David Eagleman, Incognito
Featured Book
An audacious argument based on the science of split-second decision-making
What does the fact that strippers get better tips when they’re most fertile have in common with the unreliability of our peripheral vision? In David Eagleman’s telling, they’re both evidence that the unconscious parts of our brain are far more responsible for what we think and do than we realize. It’s the amazing science behind all of these decisions that we don’t realize we make that Eagleman lays out in the first half of Incognito, which is best thought of as two books in one. In the first book, Eagleman compellingly describes a dazzling array of experiments demonstrating just how many of our decisions are dictated by things we’re not consciously aware of. In the second book, Eagleman reaches for altogether different territory, distinguishing himself from the many other neuroscience popularizers.

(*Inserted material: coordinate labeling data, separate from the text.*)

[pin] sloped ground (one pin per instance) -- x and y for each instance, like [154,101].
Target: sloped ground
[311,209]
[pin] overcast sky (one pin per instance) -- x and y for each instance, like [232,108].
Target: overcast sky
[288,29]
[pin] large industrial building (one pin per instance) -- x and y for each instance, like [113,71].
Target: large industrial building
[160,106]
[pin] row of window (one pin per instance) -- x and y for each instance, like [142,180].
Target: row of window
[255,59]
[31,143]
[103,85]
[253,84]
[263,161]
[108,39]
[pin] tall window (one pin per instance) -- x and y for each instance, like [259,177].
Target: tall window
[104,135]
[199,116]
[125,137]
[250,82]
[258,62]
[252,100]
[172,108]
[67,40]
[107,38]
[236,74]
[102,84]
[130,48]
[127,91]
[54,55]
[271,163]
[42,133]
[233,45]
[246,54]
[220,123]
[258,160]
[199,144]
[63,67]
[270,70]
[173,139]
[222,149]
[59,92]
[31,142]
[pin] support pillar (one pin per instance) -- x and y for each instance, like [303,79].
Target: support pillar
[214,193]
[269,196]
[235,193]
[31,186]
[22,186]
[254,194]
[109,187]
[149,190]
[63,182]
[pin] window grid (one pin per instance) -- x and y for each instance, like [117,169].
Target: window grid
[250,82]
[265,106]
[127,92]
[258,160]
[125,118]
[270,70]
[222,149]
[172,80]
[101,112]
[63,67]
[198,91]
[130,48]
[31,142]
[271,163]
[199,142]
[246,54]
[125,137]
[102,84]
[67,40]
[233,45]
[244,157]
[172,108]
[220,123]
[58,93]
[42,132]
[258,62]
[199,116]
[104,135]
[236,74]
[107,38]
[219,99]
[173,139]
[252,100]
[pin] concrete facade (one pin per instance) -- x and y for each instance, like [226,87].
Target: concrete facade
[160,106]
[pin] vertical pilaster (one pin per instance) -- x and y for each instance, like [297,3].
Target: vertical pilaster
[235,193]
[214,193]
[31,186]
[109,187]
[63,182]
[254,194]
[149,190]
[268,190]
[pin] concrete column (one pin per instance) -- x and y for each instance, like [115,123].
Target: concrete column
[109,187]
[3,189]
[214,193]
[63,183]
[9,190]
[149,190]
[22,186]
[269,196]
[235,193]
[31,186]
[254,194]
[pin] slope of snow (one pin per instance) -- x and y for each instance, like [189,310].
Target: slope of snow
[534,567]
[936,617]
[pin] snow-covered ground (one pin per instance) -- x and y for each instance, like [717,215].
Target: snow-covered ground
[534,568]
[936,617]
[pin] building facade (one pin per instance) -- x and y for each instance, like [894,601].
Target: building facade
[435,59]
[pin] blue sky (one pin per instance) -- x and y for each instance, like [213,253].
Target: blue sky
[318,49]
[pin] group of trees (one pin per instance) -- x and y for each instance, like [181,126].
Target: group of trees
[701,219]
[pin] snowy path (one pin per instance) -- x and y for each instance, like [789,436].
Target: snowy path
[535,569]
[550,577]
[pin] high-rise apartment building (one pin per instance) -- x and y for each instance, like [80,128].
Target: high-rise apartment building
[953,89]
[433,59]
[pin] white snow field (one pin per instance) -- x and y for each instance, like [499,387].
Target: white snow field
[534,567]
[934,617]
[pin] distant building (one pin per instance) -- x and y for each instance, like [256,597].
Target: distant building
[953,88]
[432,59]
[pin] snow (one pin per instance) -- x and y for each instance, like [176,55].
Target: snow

He takes his findings about decision-making and crafts from them an argument that we must revise our notions of blame and justice to reflect each individual’s pre-wired capacity for conscious decisions. Effectively, different justice for all, because each of us is genetically endowed with a different amount of free will. Readers will decide for themselves just how much they agree with his thesis (to say the least, such an idea would be a logistical nightmare to implement), but Incognito is nonetheless a remarkably interesting book. Eagleman is fearless in following this cutting-edge research to its farthest conclusions, making for a book equally rich with hard facts and dizzying possibilities.